Trump former strategist Steve Bannon addresses France's far-right party congress

Trump former strategist Steve Bannon addresses France's far-right party congress

"They could never have believed that the Americans had finally voted in their own interests", Bannon told the crowd in Lille, referring to Donald Trump's shock victory on Election Day.

Former White House strategist Steve Bannon is considering buying an established media brand such as the struggling Newsweek. "Let them call you xenophobes. Let them call you nativists", The Post reported. "Wear it as a badge of honor", he declared.

Bannon has already spoken in Zurich, Switzerland at an event organized by a conservative publication, and on Saturday headlined the annual conference for France's National Front.

"Let them call you racist", he told the crowd. "And history is on our side".

Bannon was himself a high-profile departure from the White House last August and was written off by Trump earlier this year, who named him "sloppy Steve", following the publication in January of incendiary comments attributed to him.

Head of the far-right National Front party Marine Le Pen attends a session of questions to the government at the French National Assembly in Paris on March 6, 2018.

Steve Bannon, since getting knocked from his perch atop the populist movement propelling President Donald Trump that he claims to have architected, has packed up and taken his bluster to Europe.

Bannon has publicly praised Marechal-Le Pen in the past, and she galvanized the crowd at a recent convention of US conservatives.

Hong Kong goes to polls in crunch vote for democrats
Hong Kong goes to polls in crunch vote for democrats

The weekend congress is expected to erase one persistent problem for Le Pen - her unpredictable, bombastic father - by eliminating his title of honorary president-for-life from party statutes.

Bannon's appearance at the National Front congress comes as Le Pen aims to revive the party, nine months after she was defeated by centrist Emmanuel Macron in the presidential election.
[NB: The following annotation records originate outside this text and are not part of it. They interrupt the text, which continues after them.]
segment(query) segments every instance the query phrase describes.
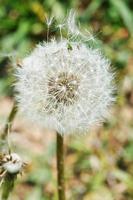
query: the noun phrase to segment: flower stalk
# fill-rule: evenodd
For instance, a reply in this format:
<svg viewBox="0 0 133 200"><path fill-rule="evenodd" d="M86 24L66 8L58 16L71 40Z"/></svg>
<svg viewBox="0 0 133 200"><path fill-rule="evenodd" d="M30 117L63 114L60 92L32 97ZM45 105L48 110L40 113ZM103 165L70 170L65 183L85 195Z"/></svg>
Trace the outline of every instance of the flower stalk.
<svg viewBox="0 0 133 200"><path fill-rule="evenodd" d="M16 116L16 113L17 113L17 107L16 107L16 103L14 103L13 107L12 107L12 110L8 116L8 119L7 119L7 123L4 127L4 131L3 133L1 134L1 139L2 140L6 140L7 139L7 136L8 136L8 133L10 132L10 129L11 129L11 125L12 125L12 122Z"/></svg>
<svg viewBox="0 0 133 200"><path fill-rule="evenodd" d="M7 173L2 184L2 200L7 200L14 188L17 174Z"/></svg>
<svg viewBox="0 0 133 200"><path fill-rule="evenodd" d="M57 181L58 199L65 200L65 179L64 179L64 145L63 136L57 132Z"/></svg>

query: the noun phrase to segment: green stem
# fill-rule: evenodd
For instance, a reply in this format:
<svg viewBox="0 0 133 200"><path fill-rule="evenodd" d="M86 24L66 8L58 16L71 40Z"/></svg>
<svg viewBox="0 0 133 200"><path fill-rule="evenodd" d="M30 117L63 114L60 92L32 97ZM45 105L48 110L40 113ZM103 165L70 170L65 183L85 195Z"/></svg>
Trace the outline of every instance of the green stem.
<svg viewBox="0 0 133 200"><path fill-rule="evenodd" d="M58 198L65 200L65 180L64 180L64 146L63 136L57 133L57 179Z"/></svg>
<svg viewBox="0 0 133 200"><path fill-rule="evenodd" d="M8 116L8 119L7 119L7 123L4 127L4 131L3 133L1 134L1 139L2 140L6 140L7 139L7 136L8 136L8 132L10 132L10 129L11 129L11 125L12 125L12 122L16 116L16 113L17 113L17 108L16 108L16 103L14 103L13 107L12 107L12 110Z"/></svg>
<svg viewBox="0 0 133 200"><path fill-rule="evenodd" d="M7 173L2 185L2 200L7 200L10 193L14 188L14 182L16 180L17 174Z"/></svg>

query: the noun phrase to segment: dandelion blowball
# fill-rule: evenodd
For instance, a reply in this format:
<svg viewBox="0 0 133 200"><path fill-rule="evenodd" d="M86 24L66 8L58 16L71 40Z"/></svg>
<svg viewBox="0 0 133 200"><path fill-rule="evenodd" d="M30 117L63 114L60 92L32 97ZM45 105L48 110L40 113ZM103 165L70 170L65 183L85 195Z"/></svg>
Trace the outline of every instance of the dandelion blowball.
<svg viewBox="0 0 133 200"><path fill-rule="evenodd" d="M21 65L16 97L20 111L33 122L60 134L80 134L107 116L113 74L99 50L61 37L38 45Z"/></svg>

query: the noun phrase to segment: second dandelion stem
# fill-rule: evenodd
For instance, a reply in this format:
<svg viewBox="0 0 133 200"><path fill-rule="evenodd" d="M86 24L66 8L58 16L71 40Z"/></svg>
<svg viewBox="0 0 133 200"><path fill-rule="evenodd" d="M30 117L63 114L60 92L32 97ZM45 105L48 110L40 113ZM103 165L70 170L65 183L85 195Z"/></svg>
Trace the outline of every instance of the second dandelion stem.
<svg viewBox="0 0 133 200"><path fill-rule="evenodd" d="M57 179L58 179L58 199L65 200L65 180L64 180L64 145L63 136L57 133Z"/></svg>

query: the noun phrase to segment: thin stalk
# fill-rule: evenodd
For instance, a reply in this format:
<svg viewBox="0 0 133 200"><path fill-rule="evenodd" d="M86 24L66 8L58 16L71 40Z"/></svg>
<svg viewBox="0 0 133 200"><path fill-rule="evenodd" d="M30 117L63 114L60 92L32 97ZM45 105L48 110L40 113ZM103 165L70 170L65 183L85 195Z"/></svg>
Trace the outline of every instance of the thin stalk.
<svg viewBox="0 0 133 200"><path fill-rule="evenodd" d="M58 199L65 200L65 180L64 180L64 146L63 136L57 133L57 180Z"/></svg>
<svg viewBox="0 0 133 200"><path fill-rule="evenodd" d="M4 127L4 131L1 134L1 139L2 140L6 140L7 139L8 133L10 132L11 125L12 125L12 122L13 122L15 116L16 116L16 113L17 113L17 108L16 108L16 103L14 103L14 105L12 107L12 110L11 110L9 116L8 116L6 125Z"/></svg>
<svg viewBox="0 0 133 200"><path fill-rule="evenodd" d="M2 200L7 200L9 198L9 195L14 188L16 177L17 174L6 174L4 182L2 184Z"/></svg>

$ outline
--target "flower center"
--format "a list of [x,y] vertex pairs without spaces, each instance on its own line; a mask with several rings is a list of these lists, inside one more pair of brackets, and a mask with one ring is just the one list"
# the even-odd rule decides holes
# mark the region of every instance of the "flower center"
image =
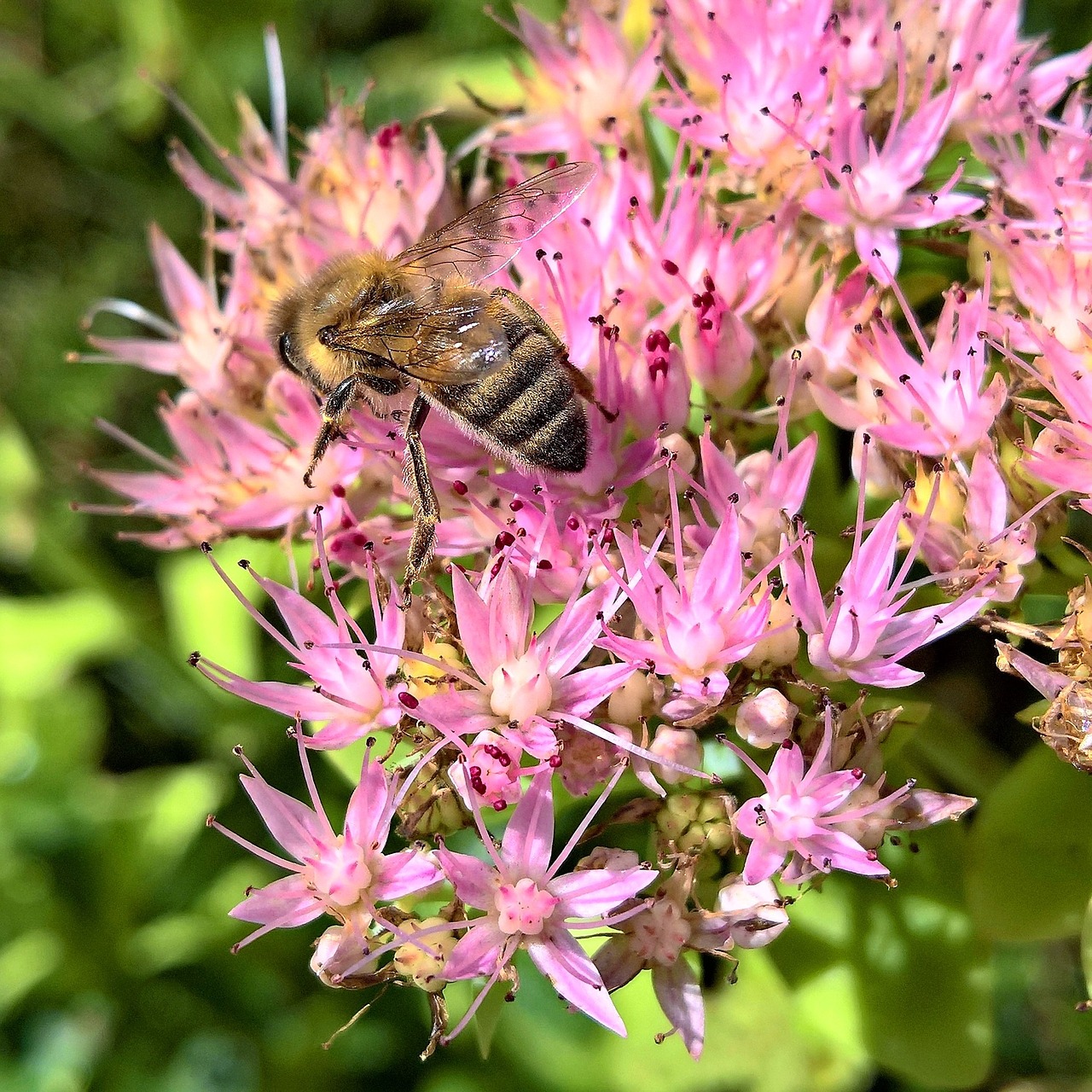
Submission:
[[501,664],[490,681],[489,708],[506,721],[522,724],[537,713],[545,713],[554,701],[549,676],[534,653]]
[[633,919],[631,935],[636,956],[646,963],[669,966],[690,939],[690,923],[682,916],[678,903],[657,899]]
[[512,936],[522,933],[536,937],[542,933],[546,918],[560,902],[549,891],[535,887],[535,881],[524,877],[514,883],[502,883],[497,889],[496,906],[500,912],[498,925],[501,933]]
[[339,834],[333,845],[307,860],[314,889],[337,906],[352,906],[371,883],[371,869],[364,863],[360,847]]
[[[713,605],[707,604],[705,607],[712,609]],[[716,665],[724,651],[721,627],[692,610],[667,616],[667,640],[675,655],[698,675],[707,674],[711,666]]]

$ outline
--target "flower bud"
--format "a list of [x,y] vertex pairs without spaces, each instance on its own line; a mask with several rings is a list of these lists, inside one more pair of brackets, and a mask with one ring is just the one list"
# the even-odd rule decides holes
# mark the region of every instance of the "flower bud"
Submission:
[[[701,769],[703,755],[701,740],[698,738],[698,733],[691,728],[672,728],[662,724],[656,728],[656,737],[649,750],[653,755],[669,759],[679,765],[687,765],[691,770]],[[686,776],[681,770],[675,770],[669,765],[656,765],[655,772],[656,776],[668,785],[674,785]]]
[[798,712],[780,690],[767,687],[739,703],[736,732],[752,747],[776,747],[788,738]]
[[[399,928],[410,937],[422,929],[447,924],[442,917],[426,917],[417,922],[410,917]],[[420,940],[407,940],[394,952],[394,966],[399,974],[412,978],[415,986],[430,994],[443,989],[443,966],[455,947],[455,935],[451,931],[430,933]]]
[[[744,667],[752,672],[784,667],[791,664],[800,648],[800,633],[796,615],[782,596],[770,597],[770,617],[765,624],[767,636],[755,642],[755,648],[743,658]],[[770,632],[776,630],[776,632]]]

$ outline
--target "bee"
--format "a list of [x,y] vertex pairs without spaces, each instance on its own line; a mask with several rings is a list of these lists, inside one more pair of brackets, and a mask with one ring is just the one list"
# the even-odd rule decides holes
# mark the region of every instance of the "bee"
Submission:
[[580,197],[595,167],[570,163],[498,193],[394,258],[333,258],[274,306],[269,337],[282,364],[325,395],[304,475],[341,434],[348,411],[416,392],[405,424],[414,509],[406,594],[436,545],[439,505],[420,438],[435,406],[509,462],[559,474],[587,463],[581,399],[610,420],[565,343],[522,297],[479,287]]

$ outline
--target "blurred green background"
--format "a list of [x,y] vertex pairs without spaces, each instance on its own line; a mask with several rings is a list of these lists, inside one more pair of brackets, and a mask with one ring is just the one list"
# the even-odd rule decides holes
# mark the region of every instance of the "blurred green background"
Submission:
[[[271,878],[205,830],[216,811],[262,840],[230,747],[289,792],[300,776],[280,719],[204,685],[185,657],[200,648],[258,677],[283,661],[202,558],[119,542],[123,521],[69,509],[94,495],[81,464],[126,464],[96,416],[163,448],[164,384],[64,354],[98,297],[161,308],[149,222],[200,258],[200,210],[165,161],[173,135],[197,142],[149,76],[232,145],[237,91],[268,115],[268,22],[300,128],[321,117],[327,75],[349,92],[375,82],[376,124],[442,108],[449,146],[476,123],[460,80],[514,97],[518,46],[478,0],[0,2],[0,1089],[1092,1088],[1092,1014],[1073,1010],[1092,782],[1032,746],[1013,720],[1030,691],[998,681],[974,637],[965,666],[935,656],[919,696],[935,704],[899,760],[982,807],[921,852],[892,851],[898,892],[835,880],[803,900],[793,928],[715,993],[698,1066],[675,1041],[653,1044],[665,1021],[646,986],[619,995],[621,1042],[534,974],[487,1061],[468,1034],[419,1065],[427,1013],[396,989],[323,1051],[359,995],[310,975],[316,930],[228,953],[242,929],[226,911]],[[1070,49],[1092,14],[1043,0],[1028,25]],[[261,543],[229,556],[272,574],[284,563]],[[319,780],[344,798],[334,771]]]

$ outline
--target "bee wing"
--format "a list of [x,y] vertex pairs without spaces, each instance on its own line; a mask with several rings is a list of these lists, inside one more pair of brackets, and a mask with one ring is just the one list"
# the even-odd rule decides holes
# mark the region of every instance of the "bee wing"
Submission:
[[527,239],[556,219],[595,176],[591,163],[567,163],[498,193],[401,253],[407,272],[471,283],[503,269]]
[[500,323],[480,299],[400,296],[360,322],[343,325],[336,347],[360,353],[423,382],[473,383],[508,353]]

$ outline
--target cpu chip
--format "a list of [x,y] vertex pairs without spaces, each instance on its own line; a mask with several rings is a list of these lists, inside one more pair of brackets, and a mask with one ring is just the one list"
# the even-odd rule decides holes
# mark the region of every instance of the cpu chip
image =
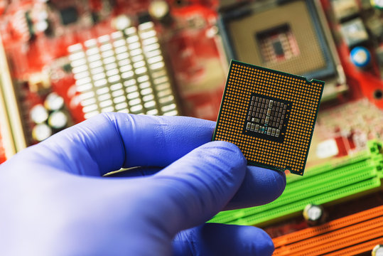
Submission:
[[303,175],[324,82],[232,60],[213,140],[248,164]]

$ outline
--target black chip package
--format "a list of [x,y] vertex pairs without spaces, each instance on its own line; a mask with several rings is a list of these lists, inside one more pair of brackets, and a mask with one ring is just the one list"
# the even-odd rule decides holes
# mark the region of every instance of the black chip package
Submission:
[[303,175],[324,85],[232,60],[213,140],[248,164]]

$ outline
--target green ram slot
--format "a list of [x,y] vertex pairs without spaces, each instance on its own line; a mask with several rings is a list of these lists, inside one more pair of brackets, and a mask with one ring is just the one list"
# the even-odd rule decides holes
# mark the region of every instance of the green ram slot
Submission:
[[[376,178],[378,176],[378,173],[375,166],[371,163],[373,163],[373,161],[368,161],[358,163],[358,166],[348,166],[348,169],[347,168],[337,169],[334,172],[326,173],[327,175],[324,176],[318,176],[315,179],[311,179],[311,181],[308,180],[307,183],[306,180],[296,182],[293,183],[294,186],[287,186],[284,193],[274,202],[257,207],[223,212],[218,214],[212,221],[228,223],[235,219],[254,215],[265,211],[270,215],[273,215],[274,211],[277,211],[281,208],[287,207],[288,204],[301,202],[308,198],[313,198],[317,195],[331,193],[332,191],[336,192],[337,190],[342,188]],[[315,189],[313,189],[313,188],[315,188]],[[319,203],[316,201],[311,201],[311,203]],[[302,210],[305,206],[303,205],[301,208],[298,208],[296,211]],[[288,213],[291,214],[294,213],[294,212]]]
[[[249,218],[252,220],[254,216],[264,214],[266,217],[259,216],[260,218],[257,218],[254,223],[245,221],[243,224],[261,223],[302,210],[310,203],[325,203],[341,199],[342,196],[352,196],[354,194],[352,191],[357,193],[379,186],[383,162],[382,156],[379,154],[380,146],[380,144],[374,141],[369,142],[369,150],[358,153],[353,157],[345,157],[330,164],[315,166],[307,171],[305,176],[298,177],[300,178],[289,176],[285,191],[274,202],[266,206],[222,212],[210,221],[237,223]],[[366,185],[358,188],[358,183],[369,184],[370,180],[379,181],[379,183],[374,181],[371,186]],[[357,188],[350,188],[354,187]],[[347,192],[340,193],[340,191]],[[320,197],[324,194],[329,195],[325,198],[335,199],[326,201],[325,198]],[[306,201],[309,203],[306,203]]]

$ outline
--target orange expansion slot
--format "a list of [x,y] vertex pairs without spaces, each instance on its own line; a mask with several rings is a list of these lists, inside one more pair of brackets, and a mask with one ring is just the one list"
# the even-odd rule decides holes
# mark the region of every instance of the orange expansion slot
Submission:
[[[314,255],[350,250],[366,250],[364,242],[383,236],[383,206],[309,228],[274,240],[274,255]],[[362,243],[355,245],[356,244]],[[374,244],[377,245],[377,243]],[[368,250],[371,250],[369,247]]]
[[273,242],[274,242],[275,247],[278,248],[283,245],[311,238],[316,235],[334,231],[382,215],[383,215],[383,206],[343,217],[318,227],[308,228],[291,234],[282,235],[274,238]]

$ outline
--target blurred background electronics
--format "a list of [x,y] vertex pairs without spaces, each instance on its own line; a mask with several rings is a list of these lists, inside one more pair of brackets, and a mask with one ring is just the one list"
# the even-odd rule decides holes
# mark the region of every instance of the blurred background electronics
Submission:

The new name, to be announced tomorrow, is meant to distance the party from the toxic aura that it earned under her father, who handed her the leadership in 2011.

Le Pen, the only candidate for National Front president, says the changes amount to a "cultural revolution" so the reshaped party can "implant itself, create alliances and govern".

"She is not simply a rising star on the right in France".

The party canvassed 51,000 members a year ago about the name change proposal and on Saturday it emerged just 52 per cent had voted in favour among the 30,000 who responded.

Bannon met Marion, who temporarily withdrew from politics after her aunt's presidential election defeat last May, at the CPAC conservative conference in Maryland last month, where he said she was "absolutely electrifying". The National Front today has changed in nature. It won more seats in the European Parliament than any other French party in 2014.

Recent polling showed that 55% of respondents don't want Le Pen to run in the next election.